It's a spec, not a test

03 June 2010

You must have heard the question several times on the Rails mailing list and different IRC channels: "Should I test validatesuniquenessof"? The standard answer to that one is "No, you definitely should not. It's Rails framework code, and it's already thoroughly tested. If you followed this path, you should also test whether objects are properly persisted in the database."

I think, however, that the question is wrong and thus you can not give a correct answer. It is wrong because validatesuniquenessof is the implementation, not the requirement. If you approach it from this angle, the question turns into whether you should test the specific implementation or whether you should verify that (business) requirements are met.
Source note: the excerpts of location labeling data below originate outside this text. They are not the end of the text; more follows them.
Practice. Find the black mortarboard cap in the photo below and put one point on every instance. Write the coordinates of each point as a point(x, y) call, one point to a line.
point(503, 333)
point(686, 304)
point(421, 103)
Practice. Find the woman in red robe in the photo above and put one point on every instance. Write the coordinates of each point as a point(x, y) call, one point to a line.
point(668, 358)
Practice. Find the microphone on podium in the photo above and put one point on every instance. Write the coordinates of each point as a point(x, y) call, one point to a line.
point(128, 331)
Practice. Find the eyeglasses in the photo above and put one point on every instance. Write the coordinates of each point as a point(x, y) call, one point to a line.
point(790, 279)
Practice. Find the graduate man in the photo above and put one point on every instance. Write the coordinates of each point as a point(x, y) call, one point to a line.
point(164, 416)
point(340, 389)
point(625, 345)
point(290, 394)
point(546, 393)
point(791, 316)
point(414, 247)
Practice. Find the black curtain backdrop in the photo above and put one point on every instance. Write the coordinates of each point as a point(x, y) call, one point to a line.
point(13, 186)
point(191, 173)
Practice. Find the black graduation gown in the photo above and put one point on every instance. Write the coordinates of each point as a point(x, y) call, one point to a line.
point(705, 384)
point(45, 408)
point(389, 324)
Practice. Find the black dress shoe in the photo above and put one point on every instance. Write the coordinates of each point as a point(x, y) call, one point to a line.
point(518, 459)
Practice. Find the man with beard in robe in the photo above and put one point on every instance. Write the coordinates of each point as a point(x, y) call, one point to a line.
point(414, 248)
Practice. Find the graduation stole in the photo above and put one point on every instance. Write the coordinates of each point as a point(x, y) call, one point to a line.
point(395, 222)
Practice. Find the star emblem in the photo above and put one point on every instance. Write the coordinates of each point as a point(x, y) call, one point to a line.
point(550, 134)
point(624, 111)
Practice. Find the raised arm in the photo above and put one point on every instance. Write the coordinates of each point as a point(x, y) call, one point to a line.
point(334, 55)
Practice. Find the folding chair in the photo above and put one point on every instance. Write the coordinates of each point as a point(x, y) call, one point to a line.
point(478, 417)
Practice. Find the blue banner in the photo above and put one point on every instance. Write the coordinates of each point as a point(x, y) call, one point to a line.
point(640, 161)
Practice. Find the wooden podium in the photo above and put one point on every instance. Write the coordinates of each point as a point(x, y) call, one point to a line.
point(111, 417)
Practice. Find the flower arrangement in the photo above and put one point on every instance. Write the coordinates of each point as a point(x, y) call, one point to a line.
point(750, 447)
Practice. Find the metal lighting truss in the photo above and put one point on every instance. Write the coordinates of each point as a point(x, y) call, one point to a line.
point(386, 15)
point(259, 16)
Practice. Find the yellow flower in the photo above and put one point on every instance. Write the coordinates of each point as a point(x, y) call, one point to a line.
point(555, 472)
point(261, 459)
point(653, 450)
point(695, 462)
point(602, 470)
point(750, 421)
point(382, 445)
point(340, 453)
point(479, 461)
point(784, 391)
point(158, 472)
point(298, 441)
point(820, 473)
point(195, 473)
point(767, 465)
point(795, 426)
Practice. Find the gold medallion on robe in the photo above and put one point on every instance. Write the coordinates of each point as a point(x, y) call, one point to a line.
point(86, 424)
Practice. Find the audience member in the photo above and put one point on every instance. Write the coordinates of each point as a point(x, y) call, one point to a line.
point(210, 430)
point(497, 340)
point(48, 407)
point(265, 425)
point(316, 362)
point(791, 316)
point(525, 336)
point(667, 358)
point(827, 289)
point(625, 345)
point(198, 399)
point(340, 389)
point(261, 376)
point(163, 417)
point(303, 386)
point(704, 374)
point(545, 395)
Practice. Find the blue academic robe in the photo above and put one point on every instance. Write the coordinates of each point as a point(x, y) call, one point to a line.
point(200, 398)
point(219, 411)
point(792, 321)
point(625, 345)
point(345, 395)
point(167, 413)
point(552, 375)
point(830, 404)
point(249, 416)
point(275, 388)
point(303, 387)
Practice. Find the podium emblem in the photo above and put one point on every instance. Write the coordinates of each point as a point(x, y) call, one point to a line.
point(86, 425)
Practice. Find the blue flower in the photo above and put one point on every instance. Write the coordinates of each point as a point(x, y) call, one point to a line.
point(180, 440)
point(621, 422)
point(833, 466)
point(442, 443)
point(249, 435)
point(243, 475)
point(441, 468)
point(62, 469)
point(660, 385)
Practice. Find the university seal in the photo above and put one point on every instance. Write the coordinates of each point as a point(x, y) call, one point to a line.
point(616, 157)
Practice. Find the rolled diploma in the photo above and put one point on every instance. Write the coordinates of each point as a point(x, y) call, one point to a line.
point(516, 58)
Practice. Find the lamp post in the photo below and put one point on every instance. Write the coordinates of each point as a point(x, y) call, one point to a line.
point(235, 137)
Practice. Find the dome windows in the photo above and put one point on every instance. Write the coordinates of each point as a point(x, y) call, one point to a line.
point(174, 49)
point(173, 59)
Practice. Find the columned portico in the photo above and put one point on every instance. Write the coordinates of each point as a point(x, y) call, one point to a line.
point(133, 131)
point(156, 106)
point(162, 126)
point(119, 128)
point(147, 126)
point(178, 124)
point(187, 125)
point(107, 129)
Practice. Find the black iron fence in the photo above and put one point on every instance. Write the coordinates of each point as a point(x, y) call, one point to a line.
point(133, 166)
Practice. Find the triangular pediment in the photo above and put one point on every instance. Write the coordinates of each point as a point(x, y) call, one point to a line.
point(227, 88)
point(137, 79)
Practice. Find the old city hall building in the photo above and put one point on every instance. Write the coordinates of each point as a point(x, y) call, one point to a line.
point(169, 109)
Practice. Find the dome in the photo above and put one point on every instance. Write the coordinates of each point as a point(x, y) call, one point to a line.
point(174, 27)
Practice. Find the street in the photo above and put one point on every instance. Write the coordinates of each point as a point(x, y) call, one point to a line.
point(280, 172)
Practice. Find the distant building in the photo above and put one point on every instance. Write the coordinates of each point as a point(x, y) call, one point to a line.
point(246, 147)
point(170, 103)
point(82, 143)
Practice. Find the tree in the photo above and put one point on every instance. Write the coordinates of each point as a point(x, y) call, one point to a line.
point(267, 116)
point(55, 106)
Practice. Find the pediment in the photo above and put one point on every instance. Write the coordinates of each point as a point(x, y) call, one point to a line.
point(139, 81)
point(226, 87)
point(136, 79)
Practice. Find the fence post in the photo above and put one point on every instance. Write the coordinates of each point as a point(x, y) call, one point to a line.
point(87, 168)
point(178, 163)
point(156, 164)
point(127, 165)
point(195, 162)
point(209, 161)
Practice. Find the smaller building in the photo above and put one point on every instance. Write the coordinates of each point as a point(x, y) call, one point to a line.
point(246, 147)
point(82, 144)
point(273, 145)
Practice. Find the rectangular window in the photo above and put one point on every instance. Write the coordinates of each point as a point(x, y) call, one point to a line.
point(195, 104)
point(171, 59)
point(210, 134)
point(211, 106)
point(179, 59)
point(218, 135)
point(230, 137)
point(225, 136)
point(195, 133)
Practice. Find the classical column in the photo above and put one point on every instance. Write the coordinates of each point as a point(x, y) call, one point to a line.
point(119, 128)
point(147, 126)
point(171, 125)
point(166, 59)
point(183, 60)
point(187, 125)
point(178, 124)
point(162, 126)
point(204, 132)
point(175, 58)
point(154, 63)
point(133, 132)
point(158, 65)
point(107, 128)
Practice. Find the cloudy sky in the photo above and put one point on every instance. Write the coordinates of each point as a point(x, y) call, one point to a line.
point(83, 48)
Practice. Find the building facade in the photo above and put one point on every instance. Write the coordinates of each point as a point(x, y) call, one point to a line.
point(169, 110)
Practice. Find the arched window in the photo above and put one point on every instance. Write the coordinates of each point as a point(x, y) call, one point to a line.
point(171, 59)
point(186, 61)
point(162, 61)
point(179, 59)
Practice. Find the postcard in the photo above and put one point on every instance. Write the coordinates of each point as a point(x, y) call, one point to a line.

That, in turn, comes down to tests vs. specs (short for specifications) and this is again an opportunity for specs to shine. If you write specs instead of tests (or, to put it in a more mind-warping way: if your tests are actually specs), then the above question is a no-brainer: it's part of the specification that no two users can have the same email address, so you must have a spec for it:

1describe User do
2  it "has a unique email address" do
3    Factory(:user, :email => "jeff@topnotch.com")
4    lambda { Factory(:user, :email => "jeff@topnotch.com") }.should
5     raise_error(ActiveRecord::RecordInvalid)
6  end
7end

On the other hand, if you stick with calling your tests tests (how orthodox! ;) ) then not only you have to think (which consumes a lot of resources), but you can also come to the wrong conclusion and emit a strong business requirement from your test suite. And then you might not remember to have the implementation for it after modifying the code for whatever reason. And then bad things might happen.

(This thought came to me when coming to work in the subway this morning. I was never quite comfortable with the name "specs" but now it's starting to make a lot of sense to me. You are encouraged to disagree. Dissent is what makes the world progress.)